Jenis dari cacat kusta dikelompokkan menjadi dua kelompok yaitu:
1. Cacat primer, adalah kelompok cacat yang disebabkan langsung oleh
aktivitas penyakit, terutama kerusakan akibat respon jaringan terhadap
Mycobacterium leprae. Yang termasuk kedalam cacat primer adalah :
a. Cacat pada fungsi saraf
1) Fungsi saraf sensorik, misalnya: anestesi
2) Fungsi saraf motoric, misalnya: claw hand, wist drop, foot
drop, clow tes, lagoftalmus
3) Fungsi saraf otonom dapat menyebabkan kulit menjadi kering
dan elastisitas kulit berkurang, serta gangguan reflek
vasodilatasi.
b.

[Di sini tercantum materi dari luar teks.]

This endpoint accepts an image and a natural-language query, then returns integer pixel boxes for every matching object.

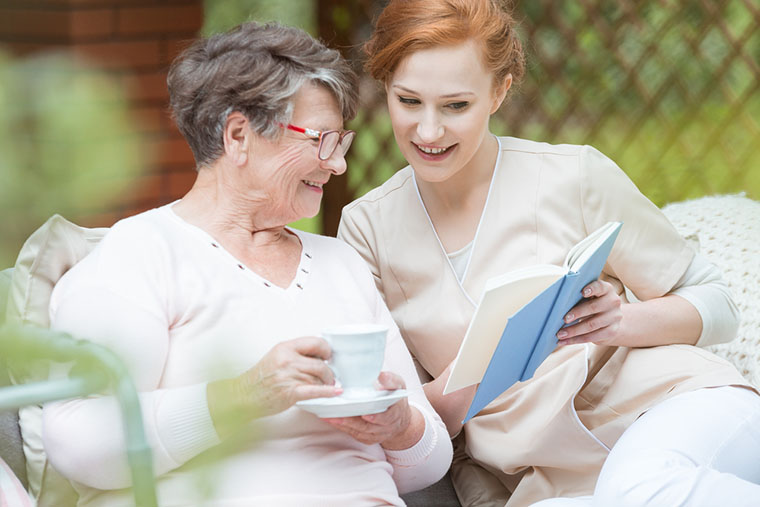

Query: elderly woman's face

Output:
[251,83,346,223]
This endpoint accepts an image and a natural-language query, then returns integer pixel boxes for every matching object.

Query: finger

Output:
[377,371,406,391]
[564,292,622,324]
[292,384,343,401]
[582,280,613,298]
[362,399,409,427]
[557,312,620,340]
[559,326,616,345]
[285,336,332,360]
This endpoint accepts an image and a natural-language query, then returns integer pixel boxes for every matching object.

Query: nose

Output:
[417,111,443,143]
[320,148,347,176]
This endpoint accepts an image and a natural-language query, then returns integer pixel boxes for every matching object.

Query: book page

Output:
[565,222,622,271]
[443,265,565,394]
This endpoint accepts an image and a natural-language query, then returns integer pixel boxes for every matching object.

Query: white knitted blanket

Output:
[663,194,760,387]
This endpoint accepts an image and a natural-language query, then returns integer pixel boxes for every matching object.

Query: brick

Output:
[116,4,203,35]
[69,9,116,40]
[0,42,52,56]
[72,41,162,69]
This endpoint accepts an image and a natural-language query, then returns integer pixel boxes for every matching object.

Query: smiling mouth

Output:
[412,143,456,155]
[301,180,324,188]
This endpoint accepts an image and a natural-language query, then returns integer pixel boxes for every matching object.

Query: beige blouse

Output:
[338,137,747,505]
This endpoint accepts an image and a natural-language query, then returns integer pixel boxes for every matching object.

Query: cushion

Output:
[663,194,760,387]
[0,268,13,326]
[7,215,108,507]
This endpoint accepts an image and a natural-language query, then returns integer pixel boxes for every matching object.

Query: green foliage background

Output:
[0,52,148,269]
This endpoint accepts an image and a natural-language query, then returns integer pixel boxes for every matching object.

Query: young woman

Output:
[339,0,760,506]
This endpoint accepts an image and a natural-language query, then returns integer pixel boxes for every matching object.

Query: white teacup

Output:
[322,324,388,398]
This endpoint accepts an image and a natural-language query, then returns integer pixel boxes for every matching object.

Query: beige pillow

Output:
[662,194,760,387]
[7,215,108,507]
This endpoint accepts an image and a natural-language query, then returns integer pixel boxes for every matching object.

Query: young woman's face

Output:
[386,41,508,183]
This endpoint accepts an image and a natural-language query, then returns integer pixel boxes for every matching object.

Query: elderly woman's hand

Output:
[207,336,343,432]
[239,336,342,415]
[557,280,623,345]
[325,371,425,450]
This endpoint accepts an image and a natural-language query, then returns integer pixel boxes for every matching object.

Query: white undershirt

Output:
[446,241,475,283]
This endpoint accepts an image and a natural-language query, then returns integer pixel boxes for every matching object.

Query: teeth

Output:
[417,145,448,155]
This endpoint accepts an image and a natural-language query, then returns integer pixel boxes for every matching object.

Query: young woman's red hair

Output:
[364,0,525,88]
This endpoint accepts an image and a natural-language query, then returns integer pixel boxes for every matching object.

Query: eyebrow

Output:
[391,85,475,99]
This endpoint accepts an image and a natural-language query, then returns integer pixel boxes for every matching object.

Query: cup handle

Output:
[320,335,340,385]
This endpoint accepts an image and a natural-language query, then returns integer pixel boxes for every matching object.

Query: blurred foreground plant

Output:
[0,52,145,267]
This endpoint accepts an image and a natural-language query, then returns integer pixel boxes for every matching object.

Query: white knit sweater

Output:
[663,195,760,387]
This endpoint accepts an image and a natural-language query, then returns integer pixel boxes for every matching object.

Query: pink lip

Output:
[412,143,457,162]
[301,181,327,194]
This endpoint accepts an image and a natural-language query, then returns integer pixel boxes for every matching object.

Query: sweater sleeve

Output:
[375,278,453,494]
[43,280,219,489]
[43,221,219,489]
[626,254,740,347]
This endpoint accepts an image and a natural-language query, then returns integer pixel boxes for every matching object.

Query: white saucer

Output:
[296,389,409,417]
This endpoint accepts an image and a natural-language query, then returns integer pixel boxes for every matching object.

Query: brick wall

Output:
[0,0,203,225]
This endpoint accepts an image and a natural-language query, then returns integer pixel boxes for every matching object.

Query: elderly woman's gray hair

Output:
[167,22,358,168]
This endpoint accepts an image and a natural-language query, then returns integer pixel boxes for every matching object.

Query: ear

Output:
[223,111,253,166]
[491,74,512,114]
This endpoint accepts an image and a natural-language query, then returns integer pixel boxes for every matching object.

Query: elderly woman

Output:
[44,23,451,507]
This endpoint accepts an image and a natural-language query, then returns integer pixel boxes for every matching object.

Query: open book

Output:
[443,222,623,422]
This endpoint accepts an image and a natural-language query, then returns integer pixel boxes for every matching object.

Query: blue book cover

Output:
[444,222,622,422]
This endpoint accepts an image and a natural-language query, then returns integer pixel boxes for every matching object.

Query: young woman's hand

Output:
[557,280,623,345]
[325,371,425,450]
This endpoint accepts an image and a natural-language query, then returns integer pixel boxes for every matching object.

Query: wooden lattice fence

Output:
[317,0,760,234]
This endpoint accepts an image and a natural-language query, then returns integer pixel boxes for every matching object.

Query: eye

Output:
[446,102,470,111]
[398,96,420,106]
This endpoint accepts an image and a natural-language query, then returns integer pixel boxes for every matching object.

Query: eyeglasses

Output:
[282,124,356,160]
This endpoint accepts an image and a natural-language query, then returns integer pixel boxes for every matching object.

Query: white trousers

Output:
[533,387,760,507]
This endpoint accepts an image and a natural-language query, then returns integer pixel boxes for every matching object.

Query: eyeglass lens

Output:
[319,130,356,160]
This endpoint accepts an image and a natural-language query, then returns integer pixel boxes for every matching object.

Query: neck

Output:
[173,163,286,244]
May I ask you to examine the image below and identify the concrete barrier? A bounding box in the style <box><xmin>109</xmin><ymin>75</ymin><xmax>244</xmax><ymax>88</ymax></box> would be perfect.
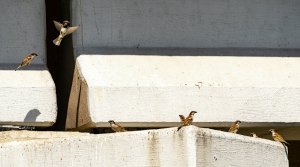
<box><xmin>0</xmin><ymin>0</ymin><xmax>57</xmax><ymax>126</ymax></box>
<box><xmin>66</xmin><ymin>55</ymin><xmax>300</xmax><ymax>133</ymax></box>
<box><xmin>0</xmin><ymin>126</ymin><xmax>288</xmax><ymax>167</ymax></box>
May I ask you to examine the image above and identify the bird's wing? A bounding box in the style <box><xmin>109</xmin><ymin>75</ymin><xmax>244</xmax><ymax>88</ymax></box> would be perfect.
<box><xmin>21</xmin><ymin>55</ymin><xmax>33</xmax><ymax>66</ymax></box>
<box><xmin>228</xmin><ymin>124</ymin><xmax>237</xmax><ymax>132</ymax></box>
<box><xmin>53</xmin><ymin>20</ymin><xmax>63</xmax><ymax>31</ymax></box>
<box><xmin>183</xmin><ymin>117</ymin><xmax>193</xmax><ymax>126</ymax></box>
<box><xmin>65</xmin><ymin>25</ymin><xmax>79</xmax><ymax>35</ymax></box>
<box><xmin>274</xmin><ymin>133</ymin><xmax>288</xmax><ymax>144</ymax></box>
<box><xmin>179</xmin><ymin>115</ymin><xmax>185</xmax><ymax>122</ymax></box>
<box><xmin>116</xmin><ymin>124</ymin><xmax>126</xmax><ymax>132</ymax></box>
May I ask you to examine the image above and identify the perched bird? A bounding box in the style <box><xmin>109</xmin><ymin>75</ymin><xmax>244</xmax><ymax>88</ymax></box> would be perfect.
<box><xmin>108</xmin><ymin>120</ymin><xmax>126</xmax><ymax>132</ymax></box>
<box><xmin>179</xmin><ymin>115</ymin><xmax>185</xmax><ymax>123</ymax></box>
<box><xmin>250</xmin><ymin>132</ymin><xmax>258</xmax><ymax>138</ymax></box>
<box><xmin>177</xmin><ymin>111</ymin><xmax>197</xmax><ymax>131</ymax></box>
<box><xmin>269</xmin><ymin>129</ymin><xmax>289</xmax><ymax>144</ymax></box>
<box><xmin>53</xmin><ymin>20</ymin><xmax>79</xmax><ymax>46</ymax></box>
<box><xmin>228</xmin><ymin>120</ymin><xmax>241</xmax><ymax>133</ymax></box>
<box><xmin>16</xmin><ymin>53</ymin><xmax>38</xmax><ymax>70</ymax></box>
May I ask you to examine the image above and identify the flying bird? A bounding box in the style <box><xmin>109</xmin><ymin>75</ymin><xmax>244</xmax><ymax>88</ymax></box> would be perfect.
<box><xmin>228</xmin><ymin>120</ymin><xmax>241</xmax><ymax>133</ymax></box>
<box><xmin>177</xmin><ymin>111</ymin><xmax>197</xmax><ymax>131</ymax></box>
<box><xmin>53</xmin><ymin>20</ymin><xmax>79</xmax><ymax>46</ymax></box>
<box><xmin>269</xmin><ymin>129</ymin><xmax>289</xmax><ymax>144</ymax></box>
<box><xmin>250</xmin><ymin>132</ymin><xmax>258</xmax><ymax>138</ymax></box>
<box><xmin>108</xmin><ymin>120</ymin><xmax>127</xmax><ymax>132</ymax></box>
<box><xmin>15</xmin><ymin>53</ymin><xmax>38</xmax><ymax>71</ymax></box>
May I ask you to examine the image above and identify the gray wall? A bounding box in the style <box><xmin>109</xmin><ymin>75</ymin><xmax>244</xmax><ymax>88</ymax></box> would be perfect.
<box><xmin>72</xmin><ymin>0</ymin><xmax>300</xmax><ymax>48</ymax></box>
<box><xmin>0</xmin><ymin>0</ymin><xmax>46</xmax><ymax>64</ymax></box>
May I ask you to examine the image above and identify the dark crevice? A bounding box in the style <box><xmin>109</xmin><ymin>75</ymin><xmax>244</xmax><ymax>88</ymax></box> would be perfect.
<box><xmin>45</xmin><ymin>0</ymin><xmax>75</xmax><ymax>130</ymax></box>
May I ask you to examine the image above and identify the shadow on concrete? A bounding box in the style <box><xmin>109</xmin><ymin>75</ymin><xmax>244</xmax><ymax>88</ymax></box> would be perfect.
<box><xmin>45</xmin><ymin>0</ymin><xmax>75</xmax><ymax>130</ymax></box>
<box><xmin>24</xmin><ymin>109</ymin><xmax>41</xmax><ymax>122</ymax></box>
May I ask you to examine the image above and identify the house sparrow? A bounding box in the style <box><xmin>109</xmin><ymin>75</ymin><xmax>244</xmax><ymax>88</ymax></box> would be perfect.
<box><xmin>269</xmin><ymin>129</ymin><xmax>289</xmax><ymax>144</ymax></box>
<box><xmin>15</xmin><ymin>53</ymin><xmax>38</xmax><ymax>71</ymax></box>
<box><xmin>177</xmin><ymin>111</ymin><xmax>197</xmax><ymax>131</ymax></box>
<box><xmin>228</xmin><ymin>120</ymin><xmax>241</xmax><ymax>133</ymax></box>
<box><xmin>53</xmin><ymin>20</ymin><xmax>79</xmax><ymax>46</ymax></box>
<box><xmin>108</xmin><ymin>120</ymin><xmax>126</xmax><ymax>132</ymax></box>
<box><xmin>250</xmin><ymin>132</ymin><xmax>258</xmax><ymax>138</ymax></box>
<box><xmin>179</xmin><ymin>115</ymin><xmax>185</xmax><ymax>123</ymax></box>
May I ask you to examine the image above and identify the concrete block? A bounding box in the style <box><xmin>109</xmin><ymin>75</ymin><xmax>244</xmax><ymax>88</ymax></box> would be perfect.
<box><xmin>0</xmin><ymin>0</ymin><xmax>57</xmax><ymax>126</ymax></box>
<box><xmin>66</xmin><ymin>54</ymin><xmax>300</xmax><ymax>133</ymax></box>
<box><xmin>0</xmin><ymin>67</ymin><xmax>57</xmax><ymax>126</ymax></box>
<box><xmin>0</xmin><ymin>126</ymin><xmax>288</xmax><ymax>167</ymax></box>
<box><xmin>0</xmin><ymin>0</ymin><xmax>46</xmax><ymax>66</ymax></box>
<box><xmin>71</xmin><ymin>0</ymin><xmax>300</xmax><ymax>50</ymax></box>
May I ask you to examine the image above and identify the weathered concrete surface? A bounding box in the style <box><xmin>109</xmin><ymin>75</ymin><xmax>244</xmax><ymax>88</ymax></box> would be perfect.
<box><xmin>66</xmin><ymin>55</ymin><xmax>300</xmax><ymax>133</ymax></box>
<box><xmin>0</xmin><ymin>126</ymin><xmax>288</xmax><ymax>167</ymax></box>
<box><xmin>0</xmin><ymin>67</ymin><xmax>57</xmax><ymax>126</ymax></box>
<box><xmin>71</xmin><ymin>0</ymin><xmax>300</xmax><ymax>50</ymax></box>
<box><xmin>0</xmin><ymin>0</ymin><xmax>57</xmax><ymax>126</ymax></box>
<box><xmin>0</xmin><ymin>0</ymin><xmax>46</xmax><ymax>65</ymax></box>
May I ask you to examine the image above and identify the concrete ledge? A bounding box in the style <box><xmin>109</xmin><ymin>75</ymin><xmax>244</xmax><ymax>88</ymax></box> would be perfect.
<box><xmin>66</xmin><ymin>55</ymin><xmax>300</xmax><ymax>129</ymax></box>
<box><xmin>0</xmin><ymin>67</ymin><xmax>57</xmax><ymax>126</ymax></box>
<box><xmin>0</xmin><ymin>126</ymin><xmax>288</xmax><ymax>167</ymax></box>
<box><xmin>0</xmin><ymin>0</ymin><xmax>46</xmax><ymax>65</ymax></box>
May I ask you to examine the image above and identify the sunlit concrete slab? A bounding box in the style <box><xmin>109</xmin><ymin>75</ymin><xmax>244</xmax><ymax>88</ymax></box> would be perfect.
<box><xmin>66</xmin><ymin>54</ymin><xmax>300</xmax><ymax>133</ymax></box>
<box><xmin>0</xmin><ymin>0</ymin><xmax>57</xmax><ymax>127</ymax></box>
<box><xmin>0</xmin><ymin>126</ymin><xmax>288</xmax><ymax>167</ymax></box>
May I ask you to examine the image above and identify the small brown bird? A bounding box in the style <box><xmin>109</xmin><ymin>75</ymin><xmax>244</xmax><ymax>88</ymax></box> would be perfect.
<box><xmin>269</xmin><ymin>129</ymin><xmax>289</xmax><ymax>144</ymax></box>
<box><xmin>179</xmin><ymin>115</ymin><xmax>185</xmax><ymax>123</ymax></box>
<box><xmin>108</xmin><ymin>120</ymin><xmax>126</xmax><ymax>132</ymax></box>
<box><xmin>15</xmin><ymin>53</ymin><xmax>38</xmax><ymax>71</ymax></box>
<box><xmin>228</xmin><ymin>120</ymin><xmax>241</xmax><ymax>133</ymax></box>
<box><xmin>250</xmin><ymin>132</ymin><xmax>258</xmax><ymax>138</ymax></box>
<box><xmin>177</xmin><ymin>111</ymin><xmax>197</xmax><ymax>131</ymax></box>
<box><xmin>53</xmin><ymin>20</ymin><xmax>79</xmax><ymax>46</ymax></box>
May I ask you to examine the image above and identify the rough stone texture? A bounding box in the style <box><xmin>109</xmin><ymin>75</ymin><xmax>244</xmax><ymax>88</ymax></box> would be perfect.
<box><xmin>0</xmin><ymin>70</ymin><xmax>57</xmax><ymax>126</ymax></box>
<box><xmin>66</xmin><ymin>55</ymin><xmax>300</xmax><ymax>133</ymax></box>
<box><xmin>72</xmin><ymin>0</ymin><xmax>300</xmax><ymax>50</ymax></box>
<box><xmin>0</xmin><ymin>0</ymin><xmax>57</xmax><ymax>126</ymax></box>
<box><xmin>0</xmin><ymin>0</ymin><xmax>46</xmax><ymax>65</ymax></box>
<box><xmin>0</xmin><ymin>126</ymin><xmax>288</xmax><ymax>167</ymax></box>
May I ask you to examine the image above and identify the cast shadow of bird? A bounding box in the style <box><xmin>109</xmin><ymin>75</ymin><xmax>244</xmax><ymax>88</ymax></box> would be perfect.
<box><xmin>19</xmin><ymin>109</ymin><xmax>41</xmax><ymax>130</ymax></box>
<box><xmin>24</xmin><ymin>109</ymin><xmax>41</xmax><ymax>122</ymax></box>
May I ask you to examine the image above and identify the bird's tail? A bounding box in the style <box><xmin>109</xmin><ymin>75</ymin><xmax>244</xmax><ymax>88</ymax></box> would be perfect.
<box><xmin>177</xmin><ymin>125</ymin><xmax>183</xmax><ymax>131</ymax></box>
<box><xmin>15</xmin><ymin>65</ymin><xmax>22</xmax><ymax>71</ymax></box>
<box><xmin>53</xmin><ymin>37</ymin><xmax>62</xmax><ymax>46</ymax></box>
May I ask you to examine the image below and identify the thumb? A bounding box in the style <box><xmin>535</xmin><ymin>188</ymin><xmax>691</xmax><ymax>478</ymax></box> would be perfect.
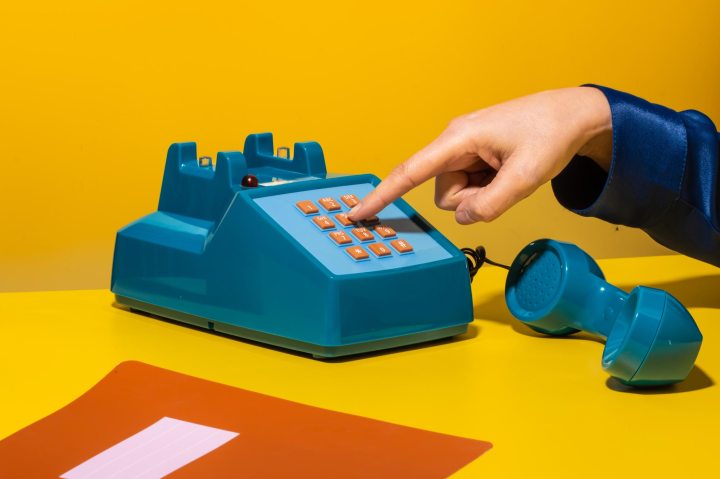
<box><xmin>455</xmin><ymin>165</ymin><xmax>538</xmax><ymax>225</ymax></box>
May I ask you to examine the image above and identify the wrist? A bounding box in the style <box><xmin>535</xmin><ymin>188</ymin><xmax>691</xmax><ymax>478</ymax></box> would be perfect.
<box><xmin>577</xmin><ymin>87</ymin><xmax>613</xmax><ymax>171</ymax></box>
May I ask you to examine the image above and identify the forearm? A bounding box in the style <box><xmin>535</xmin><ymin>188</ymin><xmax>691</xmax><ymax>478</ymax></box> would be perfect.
<box><xmin>553</xmin><ymin>88</ymin><xmax>720</xmax><ymax>265</ymax></box>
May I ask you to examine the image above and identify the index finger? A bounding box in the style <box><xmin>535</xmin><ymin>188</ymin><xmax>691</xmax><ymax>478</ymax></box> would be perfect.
<box><xmin>348</xmin><ymin>131</ymin><xmax>462</xmax><ymax>221</ymax></box>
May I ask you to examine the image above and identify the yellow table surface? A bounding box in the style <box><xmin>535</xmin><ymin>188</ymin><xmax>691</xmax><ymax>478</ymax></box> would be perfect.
<box><xmin>0</xmin><ymin>256</ymin><xmax>720</xmax><ymax>478</ymax></box>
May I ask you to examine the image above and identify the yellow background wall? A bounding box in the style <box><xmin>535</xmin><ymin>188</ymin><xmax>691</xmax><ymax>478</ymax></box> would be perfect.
<box><xmin>0</xmin><ymin>0</ymin><xmax>720</xmax><ymax>291</ymax></box>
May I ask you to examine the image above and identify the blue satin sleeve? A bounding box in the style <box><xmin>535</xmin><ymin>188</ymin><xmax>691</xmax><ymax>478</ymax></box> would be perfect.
<box><xmin>552</xmin><ymin>85</ymin><xmax>720</xmax><ymax>266</ymax></box>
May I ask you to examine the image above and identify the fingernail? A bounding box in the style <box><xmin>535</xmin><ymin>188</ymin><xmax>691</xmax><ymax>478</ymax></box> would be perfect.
<box><xmin>348</xmin><ymin>203</ymin><xmax>362</xmax><ymax>219</ymax></box>
<box><xmin>455</xmin><ymin>210</ymin><xmax>472</xmax><ymax>225</ymax></box>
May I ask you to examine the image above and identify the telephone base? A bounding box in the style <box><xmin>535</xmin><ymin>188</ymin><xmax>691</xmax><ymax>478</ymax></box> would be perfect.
<box><xmin>115</xmin><ymin>295</ymin><xmax>468</xmax><ymax>359</ymax></box>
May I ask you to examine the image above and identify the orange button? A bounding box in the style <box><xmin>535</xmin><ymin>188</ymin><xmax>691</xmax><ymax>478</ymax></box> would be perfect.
<box><xmin>390</xmin><ymin>240</ymin><xmax>413</xmax><ymax>254</ymax></box>
<box><xmin>350</xmin><ymin>228</ymin><xmax>375</xmax><ymax>241</ymax></box>
<box><xmin>362</xmin><ymin>216</ymin><xmax>380</xmax><ymax>226</ymax></box>
<box><xmin>345</xmin><ymin>246</ymin><xmax>370</xmax><ymax>261</ymax></box>
<box><xmin>335</xmin><ymin>213</ymin><xmax>355</xmax><ymax>228</ymax></box>
<box><xmin>295</xmin><ymin>200</ymin><xmax>320</xmax><ymax>215</ymax></box>
<box><xmin>313</xmin><ymin>216</ymin><xmax>335</xmax><ymax>230</ymax></box>
<box><xmin>318</xmin><ymin>196</ymin><xmax>340</xmax><ymax>211</ymax></box>
<box><xmin>375</xmin><ymin>225</ymin><xmax>397</xmax><ymax>238</ymax></box>
<box><xmin>340</xmin><ymin>195</ymin><xmax>360</xmax><ymax>208</ymax></box>
<box><xmin>368</xmin><ymin>243</ymin><xmax>392</xmax><ymax>258</ymax></box>
<box><xmin>329</xmin><ymin>231</ymin><xmax>352</xmax><ymax>244</ymax></box>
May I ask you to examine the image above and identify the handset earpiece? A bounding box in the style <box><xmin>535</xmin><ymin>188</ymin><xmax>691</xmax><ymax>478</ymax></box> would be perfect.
<box><xmin>505</xmin><ymin>239</ymin><xmax>702</xmax><ymax>386</ymax></box>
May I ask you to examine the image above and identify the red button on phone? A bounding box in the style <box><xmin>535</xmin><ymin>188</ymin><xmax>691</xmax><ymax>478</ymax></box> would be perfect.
<box><xmin>368</xmin><ymin>243</ymin><xmax>392</xmax><ymax>258</ymax></box>
<box><xmin>335</xmin><ymin>213</ymin><xmax>355</xmax><ymax>228</ymax></box>
<box><xmin>329</xmin><ymin>231</ymin><xmax>352</xmax><ymax>245</ymax></box>
<box><xmin>318</xmin><ymin>196</ymin><xmax>340</xmax><ymax>211</ymax></box>
<box><xmin>340</xmin><ymin>194</ymin><xmax>360</xmax><ymax>208</ymax></box>
<box><xmin>390</xmin><ymin>240</ymin><xmax>413</xmax><ymax>254</ymax></box>
<box><xmin>350</xmin><ymin>228</ymin><xmax>375</xmax><ymax>241</ymax></box>
<box><xmin>345</xmin><ymin>246</ymin><xmax>370</xmax><ymax>261</ymax></box>
<box><xmin>295</xmin><ymin>200</ymin><xmax>320</xmax><ymax>215</ymax></box>
<box><xmin>375</xmin><ymin>225</ymin><xmax>397</xmax><ymax>238</ymax></box>
<box><xmin>313</xmin><ymin>216</ymin><xmax>335</xmax><ymax>230</ymax></box>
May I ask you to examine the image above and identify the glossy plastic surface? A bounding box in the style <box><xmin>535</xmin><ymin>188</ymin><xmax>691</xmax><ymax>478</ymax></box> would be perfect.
<box><xmin>505</xmin><ymin>240</ymin><xmax>702</xmax><ymax>386</ymax></box>
<box><xmin>111</xmin><ymin>134</ymin><xmax>472</xmax><ymax>356</ymax></box>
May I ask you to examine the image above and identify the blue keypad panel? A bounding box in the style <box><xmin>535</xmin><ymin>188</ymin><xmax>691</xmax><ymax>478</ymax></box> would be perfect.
<box><xmin>254</xmin><ymin>183</ymin><xmax>451</xmax><ymax>274</ymax></box>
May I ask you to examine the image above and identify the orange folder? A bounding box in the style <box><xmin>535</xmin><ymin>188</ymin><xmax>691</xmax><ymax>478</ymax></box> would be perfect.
<box><xmin>0</xmin><ymin>362</ymin><xmax>492</xmax><ymax>479</ymax></box>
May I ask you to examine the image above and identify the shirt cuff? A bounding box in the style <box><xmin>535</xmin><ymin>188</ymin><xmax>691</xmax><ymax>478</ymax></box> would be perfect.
<box><xmin>552</xmin><ymin>85</ymin><xmax>687</xmax><ymax>227</ymax></box>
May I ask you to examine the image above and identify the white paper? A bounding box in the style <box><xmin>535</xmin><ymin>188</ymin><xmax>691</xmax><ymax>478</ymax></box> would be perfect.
<box><xmin>60</xmin><ymin>417</ymin><xmax>238</xmax><ymax>479</ymax></box>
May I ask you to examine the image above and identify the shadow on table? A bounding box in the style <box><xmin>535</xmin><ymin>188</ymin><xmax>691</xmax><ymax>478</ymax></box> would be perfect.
<box><xmin>473</xmin><ymin>295</ymin><xmax>605</xmax><ymax>344</ymax></box>
<box><xmin>112</xmin><ymin>302</ymin><xmax>480</xmax><ymax>363</ymax></box>
<box><xmin>605</xmin><ymin>366</ymin><xmax>715</xmax><ymax>395</ymax></box>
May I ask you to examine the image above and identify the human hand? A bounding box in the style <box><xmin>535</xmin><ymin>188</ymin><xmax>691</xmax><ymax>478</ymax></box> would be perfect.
<box><xmin>348</xmin><ymin>87</ymin><xmax>612</xmax><ymax>224</ymax></box>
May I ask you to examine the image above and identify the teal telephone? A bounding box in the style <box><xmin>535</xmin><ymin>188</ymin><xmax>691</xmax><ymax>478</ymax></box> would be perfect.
<box><xmin>111</xmin><ymin>133</ymin><xmax>473</xmax><ymax>357</ymax></box>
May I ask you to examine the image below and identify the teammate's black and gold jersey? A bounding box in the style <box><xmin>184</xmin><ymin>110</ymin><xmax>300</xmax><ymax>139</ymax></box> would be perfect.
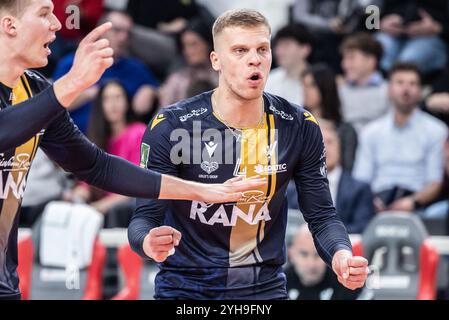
<box><xmin>129</xmin><ymin>92</ymin><xmax>351</xmax><ymax>299</ymax></box>
<box><xmin>0</xmin><ymin>71</ymin><xmax>160</xmax><ymax>299</ymax></box>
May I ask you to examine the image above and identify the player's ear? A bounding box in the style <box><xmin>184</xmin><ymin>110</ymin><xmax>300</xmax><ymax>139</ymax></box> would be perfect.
<box><xmin>210</xmin><ymin>51</ymin><xmax>221</xmax><ymax>71</ymax></box>
<box><xmin>0</xmin><ymin>15</ymin><xmax>17</xmax><ymax>37</ymax></box>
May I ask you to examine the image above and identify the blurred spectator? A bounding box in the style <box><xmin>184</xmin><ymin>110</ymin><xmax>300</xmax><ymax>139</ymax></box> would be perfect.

Inflamasi kuman pada kulit dan jaringan subkutan menyebabkan
kulit berkerut dan berlipat-lipat
c. Cacat pada jaringan lain akibat infiltrasi kuman kusta dapat terjadi
pada tendon, ligamen, tulang rawan, testis, dan bola mata.
2. Cacat sekunder
Cacat ini terjadi akibat cacat primer, terutama adanya kerusakan
saraf sensorik, motorik, dan otonom. Kelumpuhan motorik
menyebabkan kontraktur, sehingga terjadi gangguan berjalan dan
mudah terjadinya luka. Lagoftalmus menyebabkan kornea menjadi
kering dan memudahkan terjadinya kreatitis. Kelumpuhan saraf
otonom menjadikan kulit kering dan berkurangnya elastisitas akibat
kulit mudah retak dan terjadi infeksi sekunder.
K. Diagnosis Banding
L. Terapi
M. Prognosis
Bergantung pada seberapa luas lesi dan tingkat stadium
penyakit.Kesembuhan bergantung pula pada kepatuhan pasien terhadap
pengobatan. Terkadang pasien dapat mengalami kelumpuhan bahkan
kematian, serta kualitas hidup pasien menurun (Eichelmann et al., 2013).
DAFTAR PUSTAKA
Pusat Data dan Informasi Kementrian Kesehatan RI. 2015. Kusta. Jakarta:
Departemen Kesehatan
RI.http://www.depkes.go.id/resources/download/pusdatin/infodatin/infodati
n_kusta.pdf [diakses 17 Agustus 2017].